- 1 tbsp (15 milliliters) Vegetable oil
- 16 oz (500 grams) Beef blade steak
- 1 cup (250 milliliters) Carrots , diced
- 1 cup (250 milliliters) Red onion , diced
- 1 cup (250 milliliters) Celery , diced
- 1 cup (250 milliliters) White Onion , diced
- 1 cup (250 milliliters) White Mushrooms , sliced
- 1 cup (250 milliliters) Reduced sodium beef stock
- 3 tbsps (45 milliliters) Club House ® Original Cajun Seasoning
- 2 tbsps (30 milliliters) Rice Flour
- 1 package (450 grams) Puff pastry sheets
- 1 cup (250 milliliters) Water
- 1 each Egg
- Preheat the oven to 425°F (220°C).
- In large skillet heat oil over medium-high heat. Brown beef and vegetables and sauté for 5 minutes.
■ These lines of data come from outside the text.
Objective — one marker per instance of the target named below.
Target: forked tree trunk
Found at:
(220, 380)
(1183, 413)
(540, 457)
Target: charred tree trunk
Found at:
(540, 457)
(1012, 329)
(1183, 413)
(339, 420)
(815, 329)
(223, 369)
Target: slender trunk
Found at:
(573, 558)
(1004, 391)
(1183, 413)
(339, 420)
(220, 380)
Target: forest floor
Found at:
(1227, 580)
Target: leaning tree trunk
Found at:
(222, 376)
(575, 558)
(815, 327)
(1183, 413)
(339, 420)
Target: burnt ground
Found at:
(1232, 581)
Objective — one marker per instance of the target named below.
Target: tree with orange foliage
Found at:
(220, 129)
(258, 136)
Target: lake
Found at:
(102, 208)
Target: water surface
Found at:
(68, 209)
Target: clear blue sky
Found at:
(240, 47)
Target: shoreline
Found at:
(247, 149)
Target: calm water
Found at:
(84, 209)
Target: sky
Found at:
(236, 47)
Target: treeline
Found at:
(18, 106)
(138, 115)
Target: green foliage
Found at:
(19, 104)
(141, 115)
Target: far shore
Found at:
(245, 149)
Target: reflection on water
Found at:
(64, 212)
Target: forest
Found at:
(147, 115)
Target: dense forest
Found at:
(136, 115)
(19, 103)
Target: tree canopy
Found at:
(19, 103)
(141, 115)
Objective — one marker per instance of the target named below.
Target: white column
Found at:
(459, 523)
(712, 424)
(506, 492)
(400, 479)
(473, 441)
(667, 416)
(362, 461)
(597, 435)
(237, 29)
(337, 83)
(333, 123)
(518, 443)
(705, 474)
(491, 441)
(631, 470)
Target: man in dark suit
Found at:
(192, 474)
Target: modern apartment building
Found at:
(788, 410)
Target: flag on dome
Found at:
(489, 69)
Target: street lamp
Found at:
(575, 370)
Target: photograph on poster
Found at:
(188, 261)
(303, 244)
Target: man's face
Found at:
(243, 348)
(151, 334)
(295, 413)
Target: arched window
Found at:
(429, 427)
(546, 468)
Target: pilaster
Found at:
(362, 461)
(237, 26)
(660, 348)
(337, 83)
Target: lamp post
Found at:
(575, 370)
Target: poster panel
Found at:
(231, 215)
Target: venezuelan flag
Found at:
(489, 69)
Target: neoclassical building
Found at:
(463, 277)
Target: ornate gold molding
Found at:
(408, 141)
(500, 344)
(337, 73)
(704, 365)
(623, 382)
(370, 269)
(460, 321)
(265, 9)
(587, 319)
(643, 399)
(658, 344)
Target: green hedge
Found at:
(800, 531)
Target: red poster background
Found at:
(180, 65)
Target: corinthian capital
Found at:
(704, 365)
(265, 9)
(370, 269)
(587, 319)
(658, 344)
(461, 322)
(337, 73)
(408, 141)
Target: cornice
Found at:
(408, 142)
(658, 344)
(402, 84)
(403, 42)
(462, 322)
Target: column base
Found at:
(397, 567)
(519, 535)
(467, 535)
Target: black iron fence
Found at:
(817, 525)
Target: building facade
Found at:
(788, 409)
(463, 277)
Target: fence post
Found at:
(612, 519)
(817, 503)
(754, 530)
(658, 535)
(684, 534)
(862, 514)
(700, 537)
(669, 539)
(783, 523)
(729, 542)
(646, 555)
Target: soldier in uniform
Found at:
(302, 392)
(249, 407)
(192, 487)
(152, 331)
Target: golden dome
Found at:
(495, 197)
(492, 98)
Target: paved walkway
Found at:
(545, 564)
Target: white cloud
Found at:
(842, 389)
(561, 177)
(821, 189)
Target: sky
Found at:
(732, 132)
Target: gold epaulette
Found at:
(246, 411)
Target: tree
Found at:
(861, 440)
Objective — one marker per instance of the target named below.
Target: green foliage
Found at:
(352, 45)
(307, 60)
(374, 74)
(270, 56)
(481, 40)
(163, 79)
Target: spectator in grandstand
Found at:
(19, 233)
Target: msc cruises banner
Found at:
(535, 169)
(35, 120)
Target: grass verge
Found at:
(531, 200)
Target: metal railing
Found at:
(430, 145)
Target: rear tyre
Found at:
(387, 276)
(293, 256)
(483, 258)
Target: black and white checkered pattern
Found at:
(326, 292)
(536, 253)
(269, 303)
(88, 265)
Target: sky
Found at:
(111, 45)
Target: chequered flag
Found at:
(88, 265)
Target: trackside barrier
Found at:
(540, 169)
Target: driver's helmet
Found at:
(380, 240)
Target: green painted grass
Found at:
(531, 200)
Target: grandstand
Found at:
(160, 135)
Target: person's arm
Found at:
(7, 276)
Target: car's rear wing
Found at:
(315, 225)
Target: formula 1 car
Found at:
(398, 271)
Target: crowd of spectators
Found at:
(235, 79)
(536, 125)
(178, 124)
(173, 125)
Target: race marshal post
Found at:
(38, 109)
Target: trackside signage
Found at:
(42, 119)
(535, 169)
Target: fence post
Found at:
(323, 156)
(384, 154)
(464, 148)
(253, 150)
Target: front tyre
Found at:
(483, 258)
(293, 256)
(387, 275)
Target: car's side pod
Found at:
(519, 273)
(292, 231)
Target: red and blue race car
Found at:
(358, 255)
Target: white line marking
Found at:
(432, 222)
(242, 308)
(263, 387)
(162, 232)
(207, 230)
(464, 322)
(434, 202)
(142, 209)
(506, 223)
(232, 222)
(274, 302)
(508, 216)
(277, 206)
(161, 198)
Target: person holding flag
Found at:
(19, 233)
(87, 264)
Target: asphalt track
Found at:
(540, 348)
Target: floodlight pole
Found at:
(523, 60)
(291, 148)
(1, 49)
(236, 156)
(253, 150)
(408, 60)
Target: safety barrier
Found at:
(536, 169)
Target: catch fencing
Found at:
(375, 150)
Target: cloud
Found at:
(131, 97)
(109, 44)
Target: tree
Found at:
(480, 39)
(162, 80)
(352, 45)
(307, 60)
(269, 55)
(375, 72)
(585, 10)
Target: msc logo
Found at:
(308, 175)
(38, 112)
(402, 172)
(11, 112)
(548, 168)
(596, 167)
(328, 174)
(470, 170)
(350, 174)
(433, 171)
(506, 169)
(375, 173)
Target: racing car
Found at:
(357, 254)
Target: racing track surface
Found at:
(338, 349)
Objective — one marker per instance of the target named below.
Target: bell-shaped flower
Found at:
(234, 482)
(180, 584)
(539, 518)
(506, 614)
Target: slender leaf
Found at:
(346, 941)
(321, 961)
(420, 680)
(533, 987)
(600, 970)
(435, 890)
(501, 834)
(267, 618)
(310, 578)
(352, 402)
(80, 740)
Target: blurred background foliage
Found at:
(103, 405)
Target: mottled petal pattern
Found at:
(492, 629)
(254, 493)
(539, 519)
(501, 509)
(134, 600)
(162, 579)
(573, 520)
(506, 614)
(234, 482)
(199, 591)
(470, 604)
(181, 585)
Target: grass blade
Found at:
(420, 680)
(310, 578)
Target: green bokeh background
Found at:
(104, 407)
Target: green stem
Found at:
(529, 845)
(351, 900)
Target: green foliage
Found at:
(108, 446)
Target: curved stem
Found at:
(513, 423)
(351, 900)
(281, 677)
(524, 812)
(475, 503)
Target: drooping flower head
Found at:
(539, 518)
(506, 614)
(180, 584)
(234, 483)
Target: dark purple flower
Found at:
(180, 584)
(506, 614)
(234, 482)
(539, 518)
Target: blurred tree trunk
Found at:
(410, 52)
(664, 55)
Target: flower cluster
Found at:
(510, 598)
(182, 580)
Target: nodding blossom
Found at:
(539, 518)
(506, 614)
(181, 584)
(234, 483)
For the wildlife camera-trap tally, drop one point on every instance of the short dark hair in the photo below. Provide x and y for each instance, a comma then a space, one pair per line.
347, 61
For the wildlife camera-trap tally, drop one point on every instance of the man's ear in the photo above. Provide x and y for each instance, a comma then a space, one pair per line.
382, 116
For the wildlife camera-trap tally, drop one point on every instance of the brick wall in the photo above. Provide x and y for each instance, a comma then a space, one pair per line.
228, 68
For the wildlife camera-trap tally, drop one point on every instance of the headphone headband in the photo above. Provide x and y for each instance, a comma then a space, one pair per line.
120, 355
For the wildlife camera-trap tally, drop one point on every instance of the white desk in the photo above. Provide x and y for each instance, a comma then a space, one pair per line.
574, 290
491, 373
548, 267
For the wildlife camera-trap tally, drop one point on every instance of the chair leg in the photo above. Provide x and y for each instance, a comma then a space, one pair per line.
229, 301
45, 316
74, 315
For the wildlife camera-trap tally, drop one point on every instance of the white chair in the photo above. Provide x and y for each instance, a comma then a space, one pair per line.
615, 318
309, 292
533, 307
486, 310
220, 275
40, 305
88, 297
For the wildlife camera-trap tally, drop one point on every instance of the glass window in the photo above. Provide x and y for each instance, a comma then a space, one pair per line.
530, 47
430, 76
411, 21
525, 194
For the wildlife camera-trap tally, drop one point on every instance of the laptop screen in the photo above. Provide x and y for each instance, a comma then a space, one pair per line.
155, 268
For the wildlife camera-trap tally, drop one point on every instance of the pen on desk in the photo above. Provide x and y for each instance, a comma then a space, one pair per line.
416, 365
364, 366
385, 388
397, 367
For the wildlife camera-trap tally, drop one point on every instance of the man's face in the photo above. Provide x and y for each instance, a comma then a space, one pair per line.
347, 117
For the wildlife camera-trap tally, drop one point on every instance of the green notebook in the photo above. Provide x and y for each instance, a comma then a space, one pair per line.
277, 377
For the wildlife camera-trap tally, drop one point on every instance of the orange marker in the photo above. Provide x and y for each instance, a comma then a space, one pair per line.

- Add Club House Cajun Seasoning and rice flour. Add beef stock and water bring to a boil and simmer 1.5 hours or until meat is tender. Chill filling.
Pot Pie Assembly
- Divide pot pie mixture into serving size ramekin dishes. Brush puff pastry with egg cover and seal each ramekin.
- Place pot pie on baking tray and bake in a 425°F (220°C ) oven for 10 to 12 minutes or until internal temperature reaches 165°F (74°C).